ボリュームもちょうど良く、いままで読んだ小説のなかで
ベスト3に入るほど好きな一冊。
なお、内容と旅行当時のインドの情景が重なり
日本で再度読み返すのが現状、躊躇われている。


・「青年は荒野をめざす」 五木 寛之
4度目のインドでU君が持ってきた一冊。
表題のとおり青年が旅する物語。
トランペット片手にシベリアから北欧まで。
当てのない旅、ジャズ、ドラッグ、恋、酒と、
まさに青春群像。
さらさら読めるし楽しい。
願わくば「ノルウェーの森」等と同じく
10代のうちに出会いたかった一冊。


・「ぼくと1ルピーの神様」 ヴィカス・スワラップ
4度目のインドでナベタクが持ってきた一冊。
映画「スラムドッグ・ミリオネア」の原作。
たまたま映画公開より先に、しかもインドで読むことになったのだが
ダニー・ボイルが目を付けるほどコンセプトが面白い一冊。
内容は映画とは若干異なり、最高のエンターテイメントである映画版と比べ
淡々と物語が進んでいく印象。
これが舞台がアメリカとかヨーロッパだとなんでもない作品なのだろうが
インドのいろいろ細かい部分が混ぜ込まれているので
旅行中に読んでいて実に面白かった。


・「姑獲鳥の夏 」 京極 夏彦
広州、広西チワン族自治区を回った南中国旅行に持っていった一冊。
インドに「深い河」を持っていったので
中国っぽくて荷物にならない程度のボリュームの本を探していて
姑獲鳥(コカクチョウ)が中国の妖怪だということで決定。
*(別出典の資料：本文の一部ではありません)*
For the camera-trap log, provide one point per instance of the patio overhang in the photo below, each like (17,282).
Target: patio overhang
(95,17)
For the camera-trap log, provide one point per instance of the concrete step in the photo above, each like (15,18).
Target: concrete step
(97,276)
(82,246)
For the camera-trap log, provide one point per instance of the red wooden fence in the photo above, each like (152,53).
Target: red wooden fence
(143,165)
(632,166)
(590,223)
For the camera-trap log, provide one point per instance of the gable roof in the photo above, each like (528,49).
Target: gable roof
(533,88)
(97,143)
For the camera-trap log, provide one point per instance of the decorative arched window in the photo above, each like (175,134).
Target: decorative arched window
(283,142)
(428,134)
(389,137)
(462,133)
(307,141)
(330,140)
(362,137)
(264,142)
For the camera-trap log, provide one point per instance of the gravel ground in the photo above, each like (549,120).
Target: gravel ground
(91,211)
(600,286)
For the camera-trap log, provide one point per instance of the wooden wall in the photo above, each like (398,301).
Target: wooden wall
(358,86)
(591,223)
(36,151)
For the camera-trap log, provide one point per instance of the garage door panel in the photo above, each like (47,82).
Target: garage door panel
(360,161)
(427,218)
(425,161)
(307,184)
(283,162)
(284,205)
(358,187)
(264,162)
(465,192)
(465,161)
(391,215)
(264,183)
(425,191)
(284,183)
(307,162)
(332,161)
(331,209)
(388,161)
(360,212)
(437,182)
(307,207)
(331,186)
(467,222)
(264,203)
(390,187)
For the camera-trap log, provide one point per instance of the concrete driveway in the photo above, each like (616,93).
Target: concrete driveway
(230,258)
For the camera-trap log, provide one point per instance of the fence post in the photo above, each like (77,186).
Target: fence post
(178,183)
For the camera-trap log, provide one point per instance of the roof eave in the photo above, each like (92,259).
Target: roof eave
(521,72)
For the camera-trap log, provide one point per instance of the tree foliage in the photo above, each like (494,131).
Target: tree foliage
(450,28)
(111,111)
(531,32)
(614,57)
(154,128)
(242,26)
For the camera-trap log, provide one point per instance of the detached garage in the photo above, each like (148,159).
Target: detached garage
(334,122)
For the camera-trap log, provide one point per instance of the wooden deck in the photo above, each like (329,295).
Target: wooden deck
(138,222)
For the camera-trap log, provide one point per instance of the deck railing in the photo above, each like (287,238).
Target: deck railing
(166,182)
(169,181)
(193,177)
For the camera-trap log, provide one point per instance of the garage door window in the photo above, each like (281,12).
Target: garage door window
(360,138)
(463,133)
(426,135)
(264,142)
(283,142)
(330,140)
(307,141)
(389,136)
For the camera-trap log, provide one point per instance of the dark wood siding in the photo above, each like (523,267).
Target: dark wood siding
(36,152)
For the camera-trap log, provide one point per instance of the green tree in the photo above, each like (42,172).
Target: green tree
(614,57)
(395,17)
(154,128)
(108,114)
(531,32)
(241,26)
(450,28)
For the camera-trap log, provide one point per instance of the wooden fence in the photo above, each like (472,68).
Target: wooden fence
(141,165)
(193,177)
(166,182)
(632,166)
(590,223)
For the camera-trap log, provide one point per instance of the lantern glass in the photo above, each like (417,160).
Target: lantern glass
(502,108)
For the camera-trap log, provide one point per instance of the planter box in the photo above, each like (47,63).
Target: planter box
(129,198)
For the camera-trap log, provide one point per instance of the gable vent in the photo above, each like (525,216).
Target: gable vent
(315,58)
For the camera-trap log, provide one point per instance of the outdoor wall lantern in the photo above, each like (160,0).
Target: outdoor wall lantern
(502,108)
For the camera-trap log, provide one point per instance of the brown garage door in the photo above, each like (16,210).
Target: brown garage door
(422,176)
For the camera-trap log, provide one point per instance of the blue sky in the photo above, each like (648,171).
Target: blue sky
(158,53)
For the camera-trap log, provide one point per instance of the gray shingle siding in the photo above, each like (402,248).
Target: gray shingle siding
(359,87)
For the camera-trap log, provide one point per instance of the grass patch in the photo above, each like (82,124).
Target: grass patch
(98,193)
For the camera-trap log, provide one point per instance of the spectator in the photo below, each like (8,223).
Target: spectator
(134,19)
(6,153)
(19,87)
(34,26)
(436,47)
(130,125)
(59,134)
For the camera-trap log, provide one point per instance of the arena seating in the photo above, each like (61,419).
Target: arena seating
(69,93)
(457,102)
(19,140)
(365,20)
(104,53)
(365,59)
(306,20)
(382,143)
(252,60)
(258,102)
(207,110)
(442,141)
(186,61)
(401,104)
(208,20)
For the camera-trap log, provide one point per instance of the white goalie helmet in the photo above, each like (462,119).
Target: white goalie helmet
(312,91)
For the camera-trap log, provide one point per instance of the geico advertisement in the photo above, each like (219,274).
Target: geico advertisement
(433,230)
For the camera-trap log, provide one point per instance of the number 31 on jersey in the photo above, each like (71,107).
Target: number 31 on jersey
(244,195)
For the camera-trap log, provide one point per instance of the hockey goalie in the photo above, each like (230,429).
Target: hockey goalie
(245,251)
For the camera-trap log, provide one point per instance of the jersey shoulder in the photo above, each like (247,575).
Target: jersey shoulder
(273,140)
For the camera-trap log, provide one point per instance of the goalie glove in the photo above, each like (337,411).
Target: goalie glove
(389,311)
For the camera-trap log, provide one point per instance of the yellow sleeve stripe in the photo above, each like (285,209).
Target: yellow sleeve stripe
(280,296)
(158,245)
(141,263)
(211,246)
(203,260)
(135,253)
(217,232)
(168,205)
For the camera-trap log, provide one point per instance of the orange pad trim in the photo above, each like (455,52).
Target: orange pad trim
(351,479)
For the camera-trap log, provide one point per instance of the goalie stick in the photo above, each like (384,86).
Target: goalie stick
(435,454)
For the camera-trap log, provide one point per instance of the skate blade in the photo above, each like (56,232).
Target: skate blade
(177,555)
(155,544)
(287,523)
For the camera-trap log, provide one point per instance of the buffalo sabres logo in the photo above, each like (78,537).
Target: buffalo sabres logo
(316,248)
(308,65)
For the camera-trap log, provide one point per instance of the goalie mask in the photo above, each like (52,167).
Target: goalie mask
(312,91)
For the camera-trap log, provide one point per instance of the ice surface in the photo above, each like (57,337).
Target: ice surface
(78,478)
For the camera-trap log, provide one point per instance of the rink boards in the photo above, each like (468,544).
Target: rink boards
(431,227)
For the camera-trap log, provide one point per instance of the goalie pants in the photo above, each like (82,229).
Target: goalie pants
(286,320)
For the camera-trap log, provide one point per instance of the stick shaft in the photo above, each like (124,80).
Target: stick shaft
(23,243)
(表題の読みは姑獲鳥と書いて「ウブメ」)
京極 夏彦の作品は「魍魎の匣」から入ったのだが、どれも面白い。
その中でも「姑獲鳥の夏 」は京極作品のなかでもボリュームが少なく
入門編としてお勧め。
内容は、妖怪(民俗学)と認識論とうつ病の話。



こんなん書いてると
また旅行に行きたくなってきた・・・。